The concept of PBAN was born when five black graduates of the 1972 MBA class met in November 2009. The attendees were: Wes Coleman, Gloster Current, John Jenkins, Michael LeBlanc, and Gilbert Melton. Most had not seen each other since the glory days in 1971-1972 when there were 18 black MBA students at Katz. We understood that there had not been as large a number of black business graduate students at Pitt since then. We shared career and personal updates; and pledged to do something for future generations. A larger group of '72 grads met Dean John Delaney in April 2010 at the grand opening of Pican restaurant in Oakland, California hosted by former Polaroid executive, and new restaurant entrepreneur Michael LeBlanc. The group shared our initial objectives which included networking, assisting other black MBAs in career advancement, developing a targeted scholarship program, assisting in board placements, promoting greater entrepreneurial activity, and assisting Pitt with student/faculty minority recruiting.
These original goals became foundational principles formally adopted in October 2010 at the initial Homecoming meeting where representatives from more recent classes attended. We elected interim officers and appointed committees to work on aspects of the eight goals, including developing a formal name and acronym for the group. We also met with existing Katz students. At the February 2012 Black History Month event, our group formed its first Board of Directors and the Board and officers were installed by Dean John Delaney and Dr. Jack Daniel, Distinguished Service Professor.
From this humble start, PBAN accomplished the following:
1. Built its membership from the initial 23 to approximately 140 now.
2. Formed a LinkedIn group......"The Pitt Black MBA Network".
3. Launched a scholarship program under the leadership of Wes Coleman and Kathy Valentine. The 3 scholarship recipients thus far: Braxton McQueen in 2012 and Monique Manning and Brian Burton in 2013.
4. Published a newsletter entitled the "Black Katz Gazette".
5. Supported Katz students during Black History month events in 2011, 2012, and 2013.
6. Sent a contingent to the National Black MBA Association (NBMBAA) conferences in Atlanta, (2011); Indianapolis (2012); and Houston (2013). We supported Katz students by doing mock interviews and introducing Katz students to our contacts at various companies.
7. Drafted a set of by-laws; which was modified in 2013 by a committee composed of Kathy Valentine, Dr. Pauline Long, Tricina Cash, and Claudia Stevens-Maddox.
8. Formalized a pilot initiative with Katz and these 5 chapters of the NBMBAA: Pittsburgh; Washington, D.C.; Atlanta; Indianapolis; and New Jersey. Katz agreed to award scholarships to students referred by these chapters.

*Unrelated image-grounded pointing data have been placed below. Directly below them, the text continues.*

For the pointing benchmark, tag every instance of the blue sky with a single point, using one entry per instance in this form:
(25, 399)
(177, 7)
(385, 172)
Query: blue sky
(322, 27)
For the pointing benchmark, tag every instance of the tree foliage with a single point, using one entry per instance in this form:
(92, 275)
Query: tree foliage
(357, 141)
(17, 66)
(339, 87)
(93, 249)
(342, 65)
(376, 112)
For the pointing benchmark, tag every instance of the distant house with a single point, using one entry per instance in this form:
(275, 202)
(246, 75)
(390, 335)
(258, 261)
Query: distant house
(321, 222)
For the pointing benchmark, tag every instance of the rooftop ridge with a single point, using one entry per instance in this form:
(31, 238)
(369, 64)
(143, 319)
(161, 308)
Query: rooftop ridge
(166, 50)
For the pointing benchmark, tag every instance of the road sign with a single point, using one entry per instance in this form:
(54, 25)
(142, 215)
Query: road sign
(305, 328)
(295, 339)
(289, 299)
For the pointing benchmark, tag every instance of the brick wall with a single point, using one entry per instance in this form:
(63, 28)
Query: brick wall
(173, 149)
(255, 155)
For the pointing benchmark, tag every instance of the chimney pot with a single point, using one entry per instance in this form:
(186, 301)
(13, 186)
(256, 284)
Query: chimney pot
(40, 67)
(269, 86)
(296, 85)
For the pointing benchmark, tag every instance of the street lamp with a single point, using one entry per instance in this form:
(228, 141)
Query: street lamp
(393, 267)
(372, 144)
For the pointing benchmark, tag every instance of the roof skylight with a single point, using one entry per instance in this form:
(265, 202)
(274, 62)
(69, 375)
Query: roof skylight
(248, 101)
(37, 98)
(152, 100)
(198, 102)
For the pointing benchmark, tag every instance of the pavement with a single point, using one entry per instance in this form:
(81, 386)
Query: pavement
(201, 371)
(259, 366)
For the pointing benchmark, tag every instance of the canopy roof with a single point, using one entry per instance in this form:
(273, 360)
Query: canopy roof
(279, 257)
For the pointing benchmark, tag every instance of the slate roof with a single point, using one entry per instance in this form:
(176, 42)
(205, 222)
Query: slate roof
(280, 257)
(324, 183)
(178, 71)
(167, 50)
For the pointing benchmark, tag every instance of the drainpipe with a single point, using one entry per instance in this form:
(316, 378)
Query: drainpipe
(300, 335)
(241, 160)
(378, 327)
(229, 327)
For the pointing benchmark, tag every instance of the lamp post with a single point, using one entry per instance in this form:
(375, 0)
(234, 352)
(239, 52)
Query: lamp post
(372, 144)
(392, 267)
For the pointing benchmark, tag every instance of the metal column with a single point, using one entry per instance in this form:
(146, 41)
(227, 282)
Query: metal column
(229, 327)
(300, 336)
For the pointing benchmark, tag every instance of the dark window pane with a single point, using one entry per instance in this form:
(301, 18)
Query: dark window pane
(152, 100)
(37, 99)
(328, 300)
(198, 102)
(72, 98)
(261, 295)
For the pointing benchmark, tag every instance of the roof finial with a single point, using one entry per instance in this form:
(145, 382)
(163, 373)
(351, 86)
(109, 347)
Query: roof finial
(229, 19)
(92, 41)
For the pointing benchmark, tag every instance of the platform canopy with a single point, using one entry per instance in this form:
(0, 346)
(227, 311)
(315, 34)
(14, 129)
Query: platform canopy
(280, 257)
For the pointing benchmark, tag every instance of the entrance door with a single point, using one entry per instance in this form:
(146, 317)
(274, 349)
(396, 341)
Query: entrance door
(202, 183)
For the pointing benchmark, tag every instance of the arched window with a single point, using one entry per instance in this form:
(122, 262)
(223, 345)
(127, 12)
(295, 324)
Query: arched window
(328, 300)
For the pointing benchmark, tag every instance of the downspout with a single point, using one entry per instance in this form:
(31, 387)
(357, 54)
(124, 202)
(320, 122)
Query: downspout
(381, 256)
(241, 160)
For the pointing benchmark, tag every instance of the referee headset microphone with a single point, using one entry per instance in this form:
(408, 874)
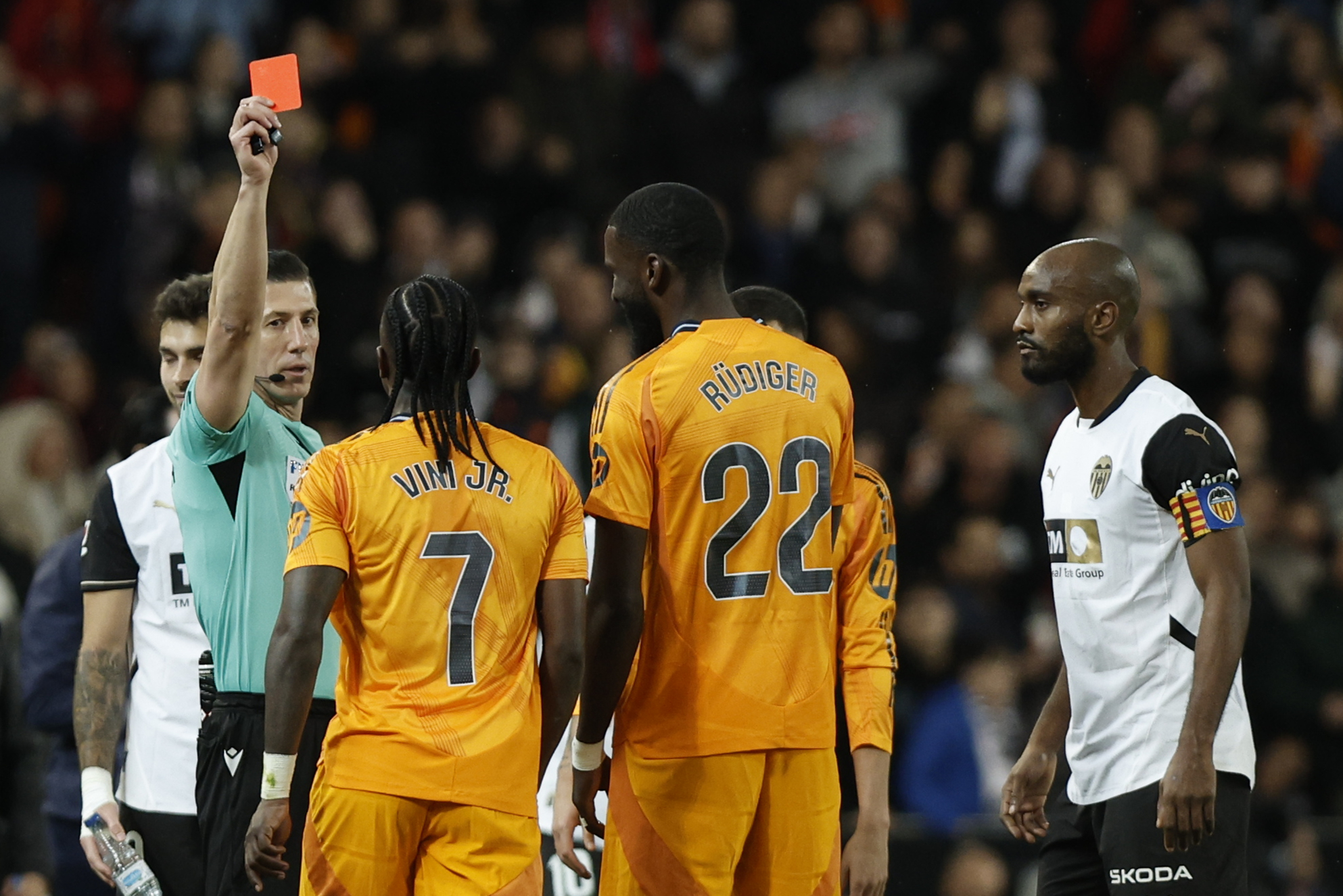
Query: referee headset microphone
(426, 355)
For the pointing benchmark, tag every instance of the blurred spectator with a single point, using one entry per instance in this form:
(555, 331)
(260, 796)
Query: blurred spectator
(1052, 210)
(174, 27)
(216, 88)
(621, 34)
(1022, 106)
(66, 46)
(974, 871)
(574, 109)
(1166, 256)
(963, 743)
(708, 128)
(852, 105)
(344, 262)
(53, 625)
(43, 491)
(164, 181)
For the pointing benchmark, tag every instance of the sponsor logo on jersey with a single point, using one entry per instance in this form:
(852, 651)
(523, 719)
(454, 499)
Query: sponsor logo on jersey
(178, 573)
(1100, 476)
(1162, 875)
(1073, 542)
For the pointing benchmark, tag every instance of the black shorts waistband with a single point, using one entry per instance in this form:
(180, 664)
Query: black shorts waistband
(257, 703)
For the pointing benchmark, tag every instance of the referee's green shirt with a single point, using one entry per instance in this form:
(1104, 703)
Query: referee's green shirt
(233, 494)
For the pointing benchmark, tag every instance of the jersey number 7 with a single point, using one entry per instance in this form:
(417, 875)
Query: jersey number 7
(467, 598)
(793, 570)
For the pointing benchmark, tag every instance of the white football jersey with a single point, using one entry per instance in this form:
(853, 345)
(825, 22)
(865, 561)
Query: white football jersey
(1123, 495)
(163, 713)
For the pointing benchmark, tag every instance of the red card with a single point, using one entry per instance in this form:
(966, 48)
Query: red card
(277, 80)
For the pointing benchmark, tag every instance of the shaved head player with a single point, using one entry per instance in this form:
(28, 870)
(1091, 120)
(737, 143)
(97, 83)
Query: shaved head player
(1152, 594)
(717, 458)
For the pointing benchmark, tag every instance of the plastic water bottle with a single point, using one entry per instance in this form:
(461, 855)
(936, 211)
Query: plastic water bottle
(131, 872)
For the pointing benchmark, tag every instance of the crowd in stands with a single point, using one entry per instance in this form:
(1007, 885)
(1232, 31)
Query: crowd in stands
(893, 164)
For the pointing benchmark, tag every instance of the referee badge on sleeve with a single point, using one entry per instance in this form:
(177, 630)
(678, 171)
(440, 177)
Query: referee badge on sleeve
(1206, 509)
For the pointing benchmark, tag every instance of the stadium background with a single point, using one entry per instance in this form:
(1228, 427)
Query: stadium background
(893, 164)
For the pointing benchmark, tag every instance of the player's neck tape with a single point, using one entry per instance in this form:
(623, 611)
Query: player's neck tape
(277, 774)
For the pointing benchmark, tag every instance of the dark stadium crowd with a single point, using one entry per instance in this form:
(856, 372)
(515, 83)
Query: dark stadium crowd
(893, 164)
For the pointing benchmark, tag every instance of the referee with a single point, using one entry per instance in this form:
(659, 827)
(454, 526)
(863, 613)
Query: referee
(137, 593)
(1152, 596)
(237, 454)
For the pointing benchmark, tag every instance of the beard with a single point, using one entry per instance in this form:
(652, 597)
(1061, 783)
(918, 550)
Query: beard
(1070, 359)
(645, 327)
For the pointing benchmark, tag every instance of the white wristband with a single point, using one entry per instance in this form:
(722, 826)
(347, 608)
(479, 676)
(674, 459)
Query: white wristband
(95, 791)
(277, 774)
(587, 757)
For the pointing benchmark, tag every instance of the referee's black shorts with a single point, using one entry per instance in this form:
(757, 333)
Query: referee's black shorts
(1114, 848)
(229, 750)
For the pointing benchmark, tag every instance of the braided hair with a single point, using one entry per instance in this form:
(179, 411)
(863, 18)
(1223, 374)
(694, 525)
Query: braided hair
(431, 321)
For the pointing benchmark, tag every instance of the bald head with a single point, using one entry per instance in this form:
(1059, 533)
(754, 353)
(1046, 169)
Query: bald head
(1089, 272)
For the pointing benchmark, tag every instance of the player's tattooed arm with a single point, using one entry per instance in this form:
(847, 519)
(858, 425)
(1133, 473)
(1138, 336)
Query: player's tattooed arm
(237, 298)
(101, 676)
(1221, 569)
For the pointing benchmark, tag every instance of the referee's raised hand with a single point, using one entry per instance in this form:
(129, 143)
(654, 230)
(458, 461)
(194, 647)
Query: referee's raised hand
(254, 118)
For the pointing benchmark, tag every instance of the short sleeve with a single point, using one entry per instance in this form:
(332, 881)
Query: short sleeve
(566, 557)
(105, 561)
(1190, 471)
(622, 467)
(199, 442)
(317, 517)
(841, 475)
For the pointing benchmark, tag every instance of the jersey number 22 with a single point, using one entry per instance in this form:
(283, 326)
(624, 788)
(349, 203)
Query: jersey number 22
(793, 570)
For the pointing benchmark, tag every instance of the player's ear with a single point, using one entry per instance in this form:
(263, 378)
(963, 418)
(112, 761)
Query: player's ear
(1104, 319)
(384, 366)
(656, 275)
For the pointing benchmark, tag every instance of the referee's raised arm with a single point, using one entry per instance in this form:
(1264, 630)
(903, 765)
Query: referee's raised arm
(237, 301)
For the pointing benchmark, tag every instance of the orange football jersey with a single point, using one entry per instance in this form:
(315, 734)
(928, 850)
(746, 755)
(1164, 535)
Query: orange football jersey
(730, 444)
(438, 695)
(866, 590)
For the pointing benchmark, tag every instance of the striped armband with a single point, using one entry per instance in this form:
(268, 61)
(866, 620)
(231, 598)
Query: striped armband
(1206, 509)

9. Placed PBAN representatives on the boards of the African American Alumni Council (AAAC); Pitt Business Alumni Association, and Berg Center for Ethics and Leadership.
10. PBAN was nominated for the Chancellor's Affirmative Action Award in 2012 at the urging of Dean Delaney.
Effective January 2014 a new slate of officers and Board members now lead PBAN. The new team has an excellent mix of Katz graduates or faculty representing 3 generations of alumni. The new President, Tricina Cash, was among that small group of founding members at Homecoming, 2010. The other officers including VP Administration Kathy Valentine; VP of Operations Floyd Trotman; Secretary Shelby Smith; and Treasurer Wes Coleman represent significant continuity and executive leadership experience to take PBAN to the next level.
As I hand the baton to the next leadership relay runners, I'm happy to have played a role in launching PBAN. Nelson Mandela said....."Education is the most powerful weapon which one can use to change the world". As the future generations employ their weapons, I'm reminded of the poem by R.L. Sharpe:
Each is given a bag of tools;
A shapeless mass and a book of rules.
And each must make,
Before life is flown,
A stumbling block or a stepping stone.
My hope is that this new set of relay runners will accept the torch, and continue to build stepping stones for future generations of Black MBAs from Katz. Hail to Pitt!
Gloster B. Current, Jr., was the 2014 Distinguished Service Recipient. In 2014, he became the PBAN Immediate Past President.